Tükürük Füzesinin Yanında Tomahawk Neymiş?
Kürt sorunun çözümü, barış sürecinin devamı için ileri sürülen şartlara bir yenisi daha eklenmiş oldu: Rojava. BDP-KCK kadrolarının meydanlara ateş salmaya başlaması tam da bu zaman denk gelmektedir. Ki Öcalan’ı takiben HDP MYK’sı yaptığı yazılı açıklama ile bombanın pimi çekip sokaklara atılmış oldu.
HDP tarafından söylenen şuydu: “Kobani'ye destek vermemek, destek vermek isteyenleri de engellemekle 'Çözüm sürecini' tehlikeye itiyorsunuz.” Belki anlaşılmamıştır diyerek ardına şöyle bir tehdit de ekleniyordu: “Kobani ve Rojava direnişi ile dayanışmamızı Türkiye'nin her yerine birlikte taşıyalım. Etkinlikler, sokak eylemleri, mitingler, toplantılar düzenlemek için ortaklaşalım.”

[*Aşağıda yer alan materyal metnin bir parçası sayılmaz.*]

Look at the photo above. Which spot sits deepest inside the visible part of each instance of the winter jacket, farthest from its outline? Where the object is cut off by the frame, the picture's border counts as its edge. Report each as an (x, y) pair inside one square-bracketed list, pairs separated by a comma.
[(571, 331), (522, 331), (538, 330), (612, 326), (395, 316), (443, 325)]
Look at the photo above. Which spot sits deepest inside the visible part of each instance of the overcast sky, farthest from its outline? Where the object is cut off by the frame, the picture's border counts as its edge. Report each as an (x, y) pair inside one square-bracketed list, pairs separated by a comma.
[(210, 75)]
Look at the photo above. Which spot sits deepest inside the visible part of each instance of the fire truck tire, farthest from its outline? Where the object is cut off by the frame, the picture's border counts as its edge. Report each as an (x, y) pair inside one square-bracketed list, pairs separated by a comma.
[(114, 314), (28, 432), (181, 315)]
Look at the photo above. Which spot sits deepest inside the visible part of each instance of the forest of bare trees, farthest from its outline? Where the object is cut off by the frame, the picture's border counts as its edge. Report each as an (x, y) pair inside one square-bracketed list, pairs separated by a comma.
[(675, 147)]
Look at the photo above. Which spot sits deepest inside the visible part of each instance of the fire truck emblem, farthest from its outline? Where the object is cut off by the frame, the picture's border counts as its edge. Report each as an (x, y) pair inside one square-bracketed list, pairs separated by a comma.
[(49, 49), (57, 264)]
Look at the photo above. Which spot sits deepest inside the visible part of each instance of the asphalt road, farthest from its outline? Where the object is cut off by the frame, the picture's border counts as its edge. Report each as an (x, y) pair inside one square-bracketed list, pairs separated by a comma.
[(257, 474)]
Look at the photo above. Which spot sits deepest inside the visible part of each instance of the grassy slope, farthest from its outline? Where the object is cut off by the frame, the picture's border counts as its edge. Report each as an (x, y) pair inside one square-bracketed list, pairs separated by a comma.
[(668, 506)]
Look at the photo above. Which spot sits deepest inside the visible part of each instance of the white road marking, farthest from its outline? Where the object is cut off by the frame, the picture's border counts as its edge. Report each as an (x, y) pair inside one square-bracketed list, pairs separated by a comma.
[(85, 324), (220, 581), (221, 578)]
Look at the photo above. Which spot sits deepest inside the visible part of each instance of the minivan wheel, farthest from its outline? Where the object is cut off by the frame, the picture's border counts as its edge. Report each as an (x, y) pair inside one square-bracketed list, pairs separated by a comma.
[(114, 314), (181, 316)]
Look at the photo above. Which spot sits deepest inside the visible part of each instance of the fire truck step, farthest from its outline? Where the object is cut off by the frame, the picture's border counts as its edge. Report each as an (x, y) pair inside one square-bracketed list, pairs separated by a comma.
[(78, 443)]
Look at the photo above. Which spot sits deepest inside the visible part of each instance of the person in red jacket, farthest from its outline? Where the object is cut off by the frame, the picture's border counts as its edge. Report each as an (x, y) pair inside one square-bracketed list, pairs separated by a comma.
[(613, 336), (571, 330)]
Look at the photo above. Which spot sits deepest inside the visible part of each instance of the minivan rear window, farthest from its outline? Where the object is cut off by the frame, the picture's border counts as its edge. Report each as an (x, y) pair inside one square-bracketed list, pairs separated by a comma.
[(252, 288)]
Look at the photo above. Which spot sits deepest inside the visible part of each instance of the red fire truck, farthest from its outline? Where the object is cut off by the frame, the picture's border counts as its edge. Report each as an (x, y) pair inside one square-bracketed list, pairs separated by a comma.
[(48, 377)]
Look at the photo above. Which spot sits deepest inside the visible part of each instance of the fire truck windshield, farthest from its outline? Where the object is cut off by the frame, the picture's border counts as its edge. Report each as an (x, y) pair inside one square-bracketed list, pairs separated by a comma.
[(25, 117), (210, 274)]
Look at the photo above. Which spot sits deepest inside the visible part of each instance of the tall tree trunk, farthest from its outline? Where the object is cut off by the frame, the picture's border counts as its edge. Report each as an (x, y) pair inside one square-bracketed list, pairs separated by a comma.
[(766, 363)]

Mantıksızlık silsilesi çeşitlenerek devam ederken aslında HDP-PKK, AK Parti Hükümetini IŞİD’ten, IŞİD’i de AK Parti Hükümeti’nden ayrı görmediğini beyan ediyordu. Şu söylem tırmandırılan şiddetin sebebini de ortaya koyuyordu: “IŞİD, Türkiye'nin de içsel sorunu olma yönünde gelişme gösteriyor, Türkiye'de de örgütleniyor. Bu konuda suskun kalarak tehlikenin önüne geçilemez. IŞİD'in Türkiye'deki yapılanmalarını dağıtın.”
Şiddet sarmalının çıkmaza girdiği ve her zamanki gibi geri adım atmak gerektiğinde, yalan ve inkâr, suçlama ve iftira en üst düzeyde devreye sokularak işin içinden sıyrılmaya çalışılıyordu. Sonra gelsin yalandan efelenmeler ve meydan okumalar: 'IŞİD'e karşı savaşmak isteyen On binler var, onları orada tükürükle boğarız, kapıları açın' dedik!
Demirtaş, Esed rejimi ve İran’ın varil bombalarıyla, ABD ve müttefiklerinin Tomahawk füzeleriyle başaramadığını PKK-HDP’nin tükürükle başaracağını iddia etmekte. Oysaki Demirtaş ve ittifak ettiği kesimlerin en büyük yanılgısı barışı ve özyönetimi silahların ve şantajların gölgesinde kurabileceğini sanmak. Şiddete, provokasyona, despotik düzenlere ve emperyalist ilişkilere bu kadar yanaşık düzen durulmasının asıl sebebi de bu karanlık sanılar değil mi zaten?